The point of the T-shirt project, Wolf says, is to bring the problem to the forefront. "This is what you're doing. This is the damage being done."

Conley says many times adults, including teachers, don't think they have to report child sexual abuse. "You don't have to prove it. You don't have to be right. But you do have to report it," he says.

With all the fears about sex education in the schools, Conley says, sex has a mystique and a taboo to it that tells kids clearly that it is something to keep secret. Telling children about how to protect themselves from sexual abuse is supposed to be happening at home, he says, but it's not. Conley wants schools to start taking on the task.

Children should be educated first, to keep themselves safe sexually and then to feel comfortable enough to tell someone if they are abused, Conley says. And therein lies one of the saddest things about this whole philosophy of dealing with the sexual abuse of children: It all rests on the child.

The child is supposed to know what to do to protect herself.

It is up to the child to report being abused to someone other than the parent, uncle, grandfather, family friend, teacher or stranger who did the abusing.

It's up to the child to determine that what is happening is a perversion of the love that every child has a right to have in his or her life.

"I'd like to shift the focus from making the kids tell to stopping the offenders," Wolf says. "As a community, as a system, we're putting the responsibility on the kids. A lot of them can't handle those decisions. How do you tell someone, 'My dad slept with me last night'?"

"I've been doing this ten years, and I still don't see the answers."

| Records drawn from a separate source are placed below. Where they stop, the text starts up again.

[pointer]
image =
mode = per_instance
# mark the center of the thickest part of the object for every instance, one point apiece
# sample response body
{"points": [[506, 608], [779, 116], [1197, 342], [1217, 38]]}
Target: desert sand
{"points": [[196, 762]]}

With the T-shirts, with the continued work at the Children's Assessment Center, Wolf and Conley hope to tear up the taboos that so conveniently allow child sexual abuse to flourish and to force all of us -- however uncomfortable it may be -- to face the fact that our system isn't working.

Adults need to take on the burden that kids have been shouldering for too long. There needs to be better sex education. There needs to be more listening to kids, our own and others. We need to get far more upset about the silences and far less worried about "indelicate" subjects. We need to shine some light on the darkness.

And then maybe a pretty young woman like Tina won't be frozen in limbo, dreaming of a prom she's too scared to go to.